Лазарет - страница 40
Население нашей вагонной камеры удивляло пестротой. Бандит, он громко хвастался, скольких убил; людей называл «мясо»; два вора-щипача; белобрысый мальчик лет десяти; трое рабочих с лесопилки; фортепьянный настройщик; двое почтовых служащих, жаловались, что прямо на почте их и зацапали, и мёрзли они в лёгкой, не по зиме, одежде; две уличных шалавы, одна старая, другая юная, чуть постарше тебя, милая; ночью распутницы ускользали к охране, увеселять ее и потешать, за это стража оделяла их куском хлеба, и однажды ломоть сыра старая шалава притащила, а молодая – рыбные консервы, «Камбала в томатном соусе», название, видишь, запомнил.
Бабёнки хлеб и иную пищу нам вручали, просили: разделите поровну. Я был поражен таким благородством души. Мне давали свободу распределять еду. Я воображал, как эта еда была заработана. Разламывал хлеб, раздавал куски страждущим, и слёзы заливали мне слепое от горя лицо. Я глядел, как люди ели, искоса взглядывал на шалав. Шалавы тоже глядели, как люди ели, и плакали, как и я, утирая щёки и носы грязными, в саже, ладонями.
Нас всех, весь поезд, привели в третью тюрьму. Я усмехался: Бог троицу любит. В новой тюрьме у меня стащили все мои вещи. Ничего у меня не осталось. Я стал гол как сокол, и даже радовался этому. В камере сидели злые люди. Они захотели меня убить. Я с большим сожалением вспоминал про свой острый скальпель, когда разбойники ночью напали на меня и стали бить, и все приговаривали: убьём, убьём, мокрое место от тебя останется! Почему они меня невзлюбили, я не понял. Может быть, за молитвы. Я молился вслух. Это могло им не понравиться.
День я лежал, избитый, потом неделю заживали кровоподтеки. Ни слова не сказал охране. Все слова в заключении напрасны. Словам не верят. Да и самой жизни не верят. Верят только смерти. Она приходит, и человека надо списать со счетов, заполнить нужную документацию, вот это настоящая работа.

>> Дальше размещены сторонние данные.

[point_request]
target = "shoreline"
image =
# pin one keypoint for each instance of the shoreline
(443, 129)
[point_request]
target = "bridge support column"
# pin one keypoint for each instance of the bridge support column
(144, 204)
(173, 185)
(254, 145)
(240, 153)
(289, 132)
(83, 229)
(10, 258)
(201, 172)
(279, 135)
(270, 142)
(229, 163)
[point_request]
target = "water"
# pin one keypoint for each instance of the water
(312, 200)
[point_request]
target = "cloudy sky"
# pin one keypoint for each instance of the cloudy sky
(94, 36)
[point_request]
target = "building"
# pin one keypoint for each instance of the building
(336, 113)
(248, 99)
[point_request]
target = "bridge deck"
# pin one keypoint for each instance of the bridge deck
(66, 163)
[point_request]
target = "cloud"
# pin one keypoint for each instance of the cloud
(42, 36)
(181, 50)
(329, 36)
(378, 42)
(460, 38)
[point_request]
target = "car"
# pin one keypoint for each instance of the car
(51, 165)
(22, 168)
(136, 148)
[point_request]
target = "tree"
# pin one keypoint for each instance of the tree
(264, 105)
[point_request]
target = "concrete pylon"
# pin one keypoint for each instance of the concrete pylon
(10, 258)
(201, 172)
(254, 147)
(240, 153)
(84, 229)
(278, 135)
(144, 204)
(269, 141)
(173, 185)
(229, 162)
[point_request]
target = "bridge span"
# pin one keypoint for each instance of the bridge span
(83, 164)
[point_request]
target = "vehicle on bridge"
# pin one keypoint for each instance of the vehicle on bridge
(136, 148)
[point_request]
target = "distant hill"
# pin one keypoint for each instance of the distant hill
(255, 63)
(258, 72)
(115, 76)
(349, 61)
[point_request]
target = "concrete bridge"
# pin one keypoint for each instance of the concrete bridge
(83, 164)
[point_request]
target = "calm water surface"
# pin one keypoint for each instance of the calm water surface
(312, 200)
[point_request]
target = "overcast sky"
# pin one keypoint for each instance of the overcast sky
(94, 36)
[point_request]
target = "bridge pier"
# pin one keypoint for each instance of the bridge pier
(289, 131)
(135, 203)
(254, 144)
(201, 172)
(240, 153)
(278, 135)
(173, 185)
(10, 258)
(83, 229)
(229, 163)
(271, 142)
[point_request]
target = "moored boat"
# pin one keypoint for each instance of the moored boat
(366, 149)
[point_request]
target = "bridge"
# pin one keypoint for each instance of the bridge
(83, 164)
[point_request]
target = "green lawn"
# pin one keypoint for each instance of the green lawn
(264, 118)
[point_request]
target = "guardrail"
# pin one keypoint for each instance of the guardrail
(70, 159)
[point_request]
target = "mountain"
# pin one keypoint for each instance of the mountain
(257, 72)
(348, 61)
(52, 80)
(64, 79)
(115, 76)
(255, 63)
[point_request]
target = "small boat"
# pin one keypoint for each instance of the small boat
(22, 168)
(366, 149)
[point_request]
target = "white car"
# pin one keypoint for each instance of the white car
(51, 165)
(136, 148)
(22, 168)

Новая тюрьма располагалась в подвале огромного, величиной с корабль, старого каменного дома. Зима вымораживала нас в камерах, как клопов. Я выходил в коридор, нас вели в отхожее место, однако в коридоре живого места не было, все заросло столетней засохшей грязью. Со двора доносились выстрелы и крики. Убивали людей. Разбойники подходили к окнам, наблюдали расстрел, гоготали. Я не смотрел в окна на смерть. Отворачивался. Опять плакал.
Слезы текли по щекам уже безостановочно. Я презирал себя за это.
Я хотел на войну.
Хотел к хирургическому столу.
А не отскребать постыдную грязь во мрачном, душном коридоре тюрьмы.
Братцы, мы тут живем как в гробу, выцедил беззубый разбойник, что крепче всех лупил меня недавней ночью. Из гроба мы скоро вышли на свежий зимний воздух. Нас построили в ряд по двое и повели. Перед строем ехала черная кургузая машина и гарцевал всадник на гнедой откормленной, толстозадой лошади, лошадиная шкура лоснилась. Мы шли долго. В пути ослабли, свалились в снег люди. Остались лежать. Нас гнали дальше. Мы уходили и оглядывались. Обессиленные не шевелились. Я сказал беззубому: лучше замёрзнуть и тихо уснуть, чем такая жизнь. А он мне знаешь что ответил? Негоже батюшке так рассуждать. Всякая жизнь дорога. Другой у человека не будет.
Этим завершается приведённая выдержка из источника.